Arsons, or coincidence?

My wife and I work at the local high school and know three kids in the same family. In the last ten years, three houses that they were living have burnt down. The most recent was last night.

Is there any way in hell that this could be just a coincidence? That’s what everybody thought after the second fire. But now, it sure seems that there’s a firebug in that family. Kinda sad whatever the deal is.

My vote is for arson, for insurance purposes. There’s no way your house burns down every 3 years.

Do you know what caused the first two fires?

Either arson, or possibly just gross negligence with a heaping side of stupidity.

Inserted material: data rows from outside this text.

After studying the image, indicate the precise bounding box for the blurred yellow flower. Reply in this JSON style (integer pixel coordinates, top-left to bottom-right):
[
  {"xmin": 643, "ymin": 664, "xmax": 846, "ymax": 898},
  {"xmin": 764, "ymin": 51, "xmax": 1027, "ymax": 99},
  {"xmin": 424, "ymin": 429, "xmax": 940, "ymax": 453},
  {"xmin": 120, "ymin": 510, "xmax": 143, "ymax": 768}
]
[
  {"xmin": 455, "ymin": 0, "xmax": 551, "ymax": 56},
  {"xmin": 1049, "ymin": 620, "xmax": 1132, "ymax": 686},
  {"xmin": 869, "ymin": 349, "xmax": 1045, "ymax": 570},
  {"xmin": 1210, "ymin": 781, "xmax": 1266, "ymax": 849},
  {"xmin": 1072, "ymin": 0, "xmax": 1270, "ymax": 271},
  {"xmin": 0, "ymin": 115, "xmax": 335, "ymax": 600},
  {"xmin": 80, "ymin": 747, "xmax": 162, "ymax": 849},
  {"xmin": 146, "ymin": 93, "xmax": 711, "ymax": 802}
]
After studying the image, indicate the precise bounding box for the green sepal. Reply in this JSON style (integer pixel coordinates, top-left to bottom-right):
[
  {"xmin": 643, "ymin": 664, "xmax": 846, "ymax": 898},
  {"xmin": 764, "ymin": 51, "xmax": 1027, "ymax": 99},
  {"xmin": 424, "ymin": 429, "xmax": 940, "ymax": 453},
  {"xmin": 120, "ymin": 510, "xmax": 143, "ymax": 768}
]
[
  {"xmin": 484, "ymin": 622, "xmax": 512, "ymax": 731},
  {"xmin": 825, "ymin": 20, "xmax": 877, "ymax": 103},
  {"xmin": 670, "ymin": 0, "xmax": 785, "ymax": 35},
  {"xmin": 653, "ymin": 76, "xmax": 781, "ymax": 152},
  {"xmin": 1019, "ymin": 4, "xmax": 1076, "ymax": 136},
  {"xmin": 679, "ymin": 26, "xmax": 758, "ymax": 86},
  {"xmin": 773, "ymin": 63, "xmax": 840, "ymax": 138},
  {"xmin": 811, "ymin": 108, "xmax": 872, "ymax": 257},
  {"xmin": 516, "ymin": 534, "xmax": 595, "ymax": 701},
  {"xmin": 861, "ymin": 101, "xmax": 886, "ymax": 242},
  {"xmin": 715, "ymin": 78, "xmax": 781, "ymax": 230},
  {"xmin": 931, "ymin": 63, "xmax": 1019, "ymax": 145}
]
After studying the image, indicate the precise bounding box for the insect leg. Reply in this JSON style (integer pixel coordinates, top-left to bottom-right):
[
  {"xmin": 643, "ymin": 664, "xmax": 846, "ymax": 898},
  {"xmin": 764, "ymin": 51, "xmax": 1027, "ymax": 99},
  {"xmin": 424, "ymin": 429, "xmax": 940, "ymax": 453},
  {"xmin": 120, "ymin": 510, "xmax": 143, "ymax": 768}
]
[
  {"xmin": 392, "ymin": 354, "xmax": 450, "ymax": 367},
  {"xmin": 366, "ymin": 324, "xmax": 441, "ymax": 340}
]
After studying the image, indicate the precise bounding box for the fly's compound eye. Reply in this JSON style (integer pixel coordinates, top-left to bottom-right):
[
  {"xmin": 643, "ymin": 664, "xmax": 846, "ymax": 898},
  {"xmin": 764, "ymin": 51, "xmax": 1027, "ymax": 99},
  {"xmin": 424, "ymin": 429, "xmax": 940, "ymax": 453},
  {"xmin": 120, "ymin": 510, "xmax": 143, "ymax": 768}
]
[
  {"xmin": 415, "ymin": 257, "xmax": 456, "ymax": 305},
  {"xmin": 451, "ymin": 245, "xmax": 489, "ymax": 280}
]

Have any fire investigators become involved? They would probably know better than I would with the given info.

Still this is very curious.

Meth lab.

Sounds like the fires were a result of friction. Their debts were rubbing against their insurance policy.

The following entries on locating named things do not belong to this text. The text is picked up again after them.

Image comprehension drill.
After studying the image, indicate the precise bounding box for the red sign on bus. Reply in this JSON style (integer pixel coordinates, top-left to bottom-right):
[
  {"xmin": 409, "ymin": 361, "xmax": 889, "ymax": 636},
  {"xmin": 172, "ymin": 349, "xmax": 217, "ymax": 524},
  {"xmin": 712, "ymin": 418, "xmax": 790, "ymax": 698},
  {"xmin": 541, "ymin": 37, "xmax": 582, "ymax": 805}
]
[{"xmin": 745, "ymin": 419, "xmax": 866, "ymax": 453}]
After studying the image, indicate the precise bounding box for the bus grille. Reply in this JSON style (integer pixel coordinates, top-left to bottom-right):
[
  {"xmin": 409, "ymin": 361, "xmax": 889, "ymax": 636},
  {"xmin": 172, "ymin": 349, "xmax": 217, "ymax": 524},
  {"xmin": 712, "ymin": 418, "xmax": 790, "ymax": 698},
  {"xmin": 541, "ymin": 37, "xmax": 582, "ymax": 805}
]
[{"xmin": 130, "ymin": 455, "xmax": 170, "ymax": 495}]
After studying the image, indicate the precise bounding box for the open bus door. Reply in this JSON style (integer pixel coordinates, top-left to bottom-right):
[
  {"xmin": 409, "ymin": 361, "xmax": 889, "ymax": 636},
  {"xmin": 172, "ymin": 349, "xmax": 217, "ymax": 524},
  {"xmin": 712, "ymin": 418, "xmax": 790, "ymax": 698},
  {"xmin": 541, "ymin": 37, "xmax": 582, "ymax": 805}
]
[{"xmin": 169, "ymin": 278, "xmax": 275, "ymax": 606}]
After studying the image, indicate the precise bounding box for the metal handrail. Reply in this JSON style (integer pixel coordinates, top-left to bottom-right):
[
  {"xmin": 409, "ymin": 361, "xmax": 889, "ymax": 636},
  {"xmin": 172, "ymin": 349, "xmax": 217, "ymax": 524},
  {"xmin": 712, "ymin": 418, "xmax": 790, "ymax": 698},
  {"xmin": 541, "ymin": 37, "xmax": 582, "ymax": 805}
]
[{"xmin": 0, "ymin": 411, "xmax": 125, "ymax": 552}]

Too few facts to tell, obviously, but I’m going to go against the grain. Arson is fairly easy to discern. At least a cursory investigation would likely be a part of any fire department response to a fire of unknown origin. Even if the fire department didn’t investigate, the insurance company certainly would. Unless someone involved is a world class arsonist who knows all the tricks, I’d say sad coincidence.

A combination of hoarding, especially of newspapers and magazines, and smoking would improve the odds of unintentional incineration.

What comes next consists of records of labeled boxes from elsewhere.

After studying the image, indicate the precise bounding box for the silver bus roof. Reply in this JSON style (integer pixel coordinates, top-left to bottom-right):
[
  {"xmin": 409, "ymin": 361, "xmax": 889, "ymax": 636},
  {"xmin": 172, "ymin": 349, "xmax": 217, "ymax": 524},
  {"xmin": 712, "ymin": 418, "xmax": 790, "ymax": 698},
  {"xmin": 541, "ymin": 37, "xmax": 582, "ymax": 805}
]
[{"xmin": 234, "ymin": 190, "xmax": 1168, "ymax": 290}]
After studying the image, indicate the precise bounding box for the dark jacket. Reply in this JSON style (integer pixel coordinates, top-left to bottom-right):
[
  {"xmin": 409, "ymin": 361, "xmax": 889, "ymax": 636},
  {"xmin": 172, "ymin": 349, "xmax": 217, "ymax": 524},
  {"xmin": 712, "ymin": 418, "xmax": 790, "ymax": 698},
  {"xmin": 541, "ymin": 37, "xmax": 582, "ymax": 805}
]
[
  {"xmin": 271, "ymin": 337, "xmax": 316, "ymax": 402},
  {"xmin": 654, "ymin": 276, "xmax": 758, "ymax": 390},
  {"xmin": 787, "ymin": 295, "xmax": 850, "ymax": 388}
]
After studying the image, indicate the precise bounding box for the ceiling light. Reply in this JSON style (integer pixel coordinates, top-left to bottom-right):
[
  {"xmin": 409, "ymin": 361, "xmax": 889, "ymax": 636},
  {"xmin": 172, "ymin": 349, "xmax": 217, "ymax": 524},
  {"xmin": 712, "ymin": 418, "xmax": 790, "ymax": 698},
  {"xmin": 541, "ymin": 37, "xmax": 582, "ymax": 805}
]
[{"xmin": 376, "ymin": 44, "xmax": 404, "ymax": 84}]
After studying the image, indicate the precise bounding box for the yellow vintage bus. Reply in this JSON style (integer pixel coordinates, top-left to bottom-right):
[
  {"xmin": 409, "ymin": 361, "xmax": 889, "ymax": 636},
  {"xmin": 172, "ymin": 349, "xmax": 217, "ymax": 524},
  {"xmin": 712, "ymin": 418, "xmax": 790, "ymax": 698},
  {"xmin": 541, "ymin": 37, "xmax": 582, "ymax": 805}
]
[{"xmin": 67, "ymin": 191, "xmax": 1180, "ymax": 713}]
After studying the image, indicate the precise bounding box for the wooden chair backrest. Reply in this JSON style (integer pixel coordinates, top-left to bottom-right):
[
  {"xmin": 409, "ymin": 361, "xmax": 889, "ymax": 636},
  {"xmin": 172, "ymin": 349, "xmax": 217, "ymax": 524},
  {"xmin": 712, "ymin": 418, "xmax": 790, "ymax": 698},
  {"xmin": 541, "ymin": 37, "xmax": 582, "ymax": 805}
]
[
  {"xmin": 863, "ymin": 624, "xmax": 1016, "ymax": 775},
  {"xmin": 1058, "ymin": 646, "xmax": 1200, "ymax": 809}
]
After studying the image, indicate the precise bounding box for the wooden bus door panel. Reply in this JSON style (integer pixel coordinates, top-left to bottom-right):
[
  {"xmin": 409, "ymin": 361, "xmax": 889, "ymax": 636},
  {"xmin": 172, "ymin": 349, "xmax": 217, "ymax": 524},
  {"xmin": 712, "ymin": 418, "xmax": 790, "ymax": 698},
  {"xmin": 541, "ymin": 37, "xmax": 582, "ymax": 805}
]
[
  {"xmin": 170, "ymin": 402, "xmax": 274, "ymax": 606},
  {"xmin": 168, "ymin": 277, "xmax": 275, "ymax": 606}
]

But I’ll keep my money in my pocket when it comes to betting against arson.

Does anyone in the family smoke in bed?

I read the OP as three different houses where the kids used to live have burned down. Is that correct?

No way can that be a coincidence.

I’m reading it as the houses they were currently residing in burned.

From that point on it’s where they used to live… :slight_smile:

Highly unlikely that it’s a coincidence.

It’s the houses that they were currently living in that burned down, all rentals. Small town in the middle of nowhere, so the houses were total losses and maybe they couldn’t find the cause. I have never heard what caused the fires. Maybe now the officials will look a little closer into things.

Is it at all possible that somebody could have three houses accidentally burn down in ten years? What are the odds of that?

Fishy. Very fishy.

What I imagine happens:

  • Take out content insurance. (Use different insurance companies each time.)
  • Buy expensive items.
  • Take pictures in your house with expensive items in the background.
  • Return expensive items and even pay the restocking charge if required.
  • Find a different way each time to torch the rental house: grease fire? Electrical fire? Fireplace? Wood stove?
  • Collect insurance money and move to a different rental house.

All speculation of course.

ETA: Oh, and is it possible that they were in different neighbourhoods so the responding fire department would be different and wouldn’t immediately connect the dots?

I’d think after the second fire, insurance companies wouldn’t touch them - and at the time of the second fire, the insurance company would send their own investigator…

Does insurance company “B” have access to the records of insurance company “A” though?

Sure it’s possible, just not probable.

Assuming no relationship between the three fires (a VERY big “if” I realize) and that they were all equally [un]likely, the probability of the three of them is the cube of the probably of one of them. In other words, yes it is possible, just d–n unlikely.

You’re “supposed” to tell them when you get insurance about previous claims, but I’m pretty sure they share some information.

Also, OP I think implies that they were living in these homes. I’m gonna guess that they didn’t own them, and I don’t know if they’d even likely have fire/renter’s insurance. Maybe I’m stereotyping.